Subterra currently partners with about 100 different developers, primarily major players in Ontario, including Mattamy Homes, DeSantis Homes and Chestnut Hill Developments. They have $400 million under contract, or about 50 new buildings, from Toronto to Ottawa to Calgary. Their drilling rigs are booked solid for the next year. With Chestnut Hill alone, they have five buildings under contract, all of which are in various stages of construction. The developer plans to install geothermal in all future builds, as well. “We’re very conscious about what’s happening in the environment,” Chestnut Hill chief operating officer Ralph Del Duca says. “And I think it’s a good way to give back.” It also allows them, Del Duca adds, to extend the energy stability that is geothermal’s chief selling feature: “We can give our homeowners some assurance that energy prices are going to stay at a certain number as opposed to shooting up when electricity or gas prices go up.” In heating mode, geothermal exchange costs 30% to 70% less than conventional HVAC; in cooling mode, 20% to 50%.

Andlauer believes geothermal hit a tipping point about a year ago, likening it in timing and growth to the electric vehicle revolution.
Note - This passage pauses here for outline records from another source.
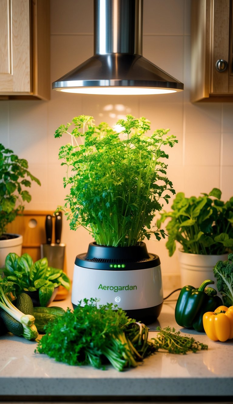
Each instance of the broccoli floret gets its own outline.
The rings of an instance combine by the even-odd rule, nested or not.
[[[233,305],[233,253],[228,255],[228,261],[218,261],[213,269],[217,279],[218,290],[222,295],[227,305]]]

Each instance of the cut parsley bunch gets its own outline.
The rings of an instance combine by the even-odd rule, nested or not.
[[[73,311],[68,309],[49,323],[37,351],[70,365],[103,368],[110,362],[121,371],[136,367],[156,350],[147,341],[146,326],[129,319],[116,305],[97,307],[97,303],[85,299]]]
[[[213,269],[217,279],[217,288],[222,295],[227,306],[233,305],[233,253],[228,255],[226,261],[218,261]]]

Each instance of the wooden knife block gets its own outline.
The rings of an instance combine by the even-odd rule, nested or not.
[[[40,244],[46,242],[45,235],[45,219],[47,215],[53,215],[52,210],[25,210],[22,215],[17,217],[7,227],[7,232],[21,234],[23,236],[22,254],[27,253],[34,262],[40,259]],[[55,223],[55,222],[54,222]],[[52,242],[55,242],[54,225],[53,226]],[[66,256],[64,259],[64,272],[66,273]],[[62,300],[66,298],[68,291],[60,286],[55,300]]]

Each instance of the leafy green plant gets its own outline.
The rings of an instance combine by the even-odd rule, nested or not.
[[[222,193],[214,188],[209,194],[198,198],[185,198],[183,192],[177,194],[172,206],[172,210],[162,213],[157,221],[167,221],[168,240],[166,244],[171,257],[178,241],[185,253],[220,255],[227,253],[233,246],[233,197],[225,202]]]
[[[63,316],[64,310],[61,307],[34,307],[33,316],[35,317],[35,325],[40,332],[44,332],[44,327],[50,321],[53,321],[58,316]]]
[[[103,368],[110,363],[121,371],[137,366],[155,350],[146,326],[129,319],[116,305],[97,307],[97,302],[84,299],[73,311],[68,309],[48,323],[37,351],[69,365]]]
[[[17,297],[22,292],[38,290],[41,306],[46,306],[55,288],[62,285],[69,290],[70,281],[62,269],[48,265],[44,257],[33,263],[28,254],[21,257],[11,253],[7,256],[5,267],[1,268],[8,281],[13,282]]]
[[[96,126],[92,117],[83,115],[56,130],[55,137],[66,134],[71,139],[59,153],[67,168],[64,186],[70,187],[64,207],[70,228],[87,228],[101,245],[135,245],[151,233],[160,240],[164,231],[151,223],[168,202],[167,192],[175,193],[165,175],[162,160],[168,156],[162,149],[178,141],[167,135],[168,129],[146,136],[150,122],[144,118],[127,115],[117,124],[121,137],[107,124]]]
[[[226,261],[218,261],[213,271],[223,303],[227,306],[233,306],[233,254],[229,254]]]
[[[48,322],[35,352],[72,366],[104,369],[111,364],[122,371],[136,367],[158,351],[184,354],[208,349],[207,345],[169,327],[157,327],[157,337],[150,339],[144,324],[129,318],[117,305],[98,307],[97,301],[84,299],[73,311],[68,309]]]
[[[28,171],[26,160],[19,158],[13,150],[0,143],[0,239],[7,238],[6,226],[24,209],[23,202],[30,202],[31,195],[25,187],[31,181],[40,185],[39,180]]]

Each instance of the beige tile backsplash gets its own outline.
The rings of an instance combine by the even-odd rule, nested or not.
[[[92,0],[51,0],[51,81],[57,79],[93,53]],[[167,176],[176,192],[188,196],[220,187],[222,198],[233,195],[233,104],[190,103],[190,0],[144,0],[143,55],[183,81],[176,94],[108,97],[51,91],[50,101],[0,101],[0,142],[26,158],[40,180],[33,184],[27,210],[55,210],[66,191],[59,147],[69,140],[55,139],[61,124],[74,116],[94,116],[113,124],[127,114],[145,116],[153,130],[169,128],[179,143],[168,152]],[[64,5],[64,3],[65,5]],[[172,202],[168,206],[169,208]],[[67,245],[68,273],[72,277],[76,255],[87,250],[92,238],[85,229],[70,230],[64,219],[62,235]],[[147,242],[159,256],[164,287],[179,286],[177,255],[168,256],[165,241]]]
Even as systems like Subterra’s are being installed in highrises, homeowners are putting both geothermal and air-exchange heat pumps into their residences at an unprecedented clip, motivated by both rising natural gas prices and sizeable government rebates. The climate crisis has also become more terrifying by the day: record heat waves around the globe, relentless forest fires, Arctic sea ice disappearing more quickly than previously projected.

At the same time, the response to the crisis has accelerated, if belatedly: Net-zero targets are the norm, renewables are cheaper than ever, and the aforementioned government incentives for sustainable infrastructure are more plentiful than ever before. The adoption of geothermal is one, possibly big, piece of that decarbonization puzzle. “People realize that if we’re ever going to get off fossil fuels,” says MaRS’s Hamilton, “we have to electrify heating. And the best way to do that? Geothermal or air-source heat pumps are the way to go.”

Earlier this year, Subterra raised $400 million in private equity, placing that money in a special fund for project expansion. The company recently met with the mayor of St. Catharines, Ont., to discuss energy use in the city’s municipal buildings. It currently has 23 employees and is adding more each year. The only check on further expansion, Andlauer says, is purchasing and integrating more drilling companies. “We can’t buy them fast enough,” she says. Andlauer predicts a shortage of those rigs soon, but Subterra is also now working with water-well and oil companies, reconfiguring their equipment for its own purposes.

In the face of climate cataclysm, though, would all this growth be enough? Andlauer is hopeful. “We have a new generation of builders coming in,” she says. “They think differently. And home buyers, finally, are demanding green buildings. I think you’re going to see a lot more people get into geothermal—which is great.”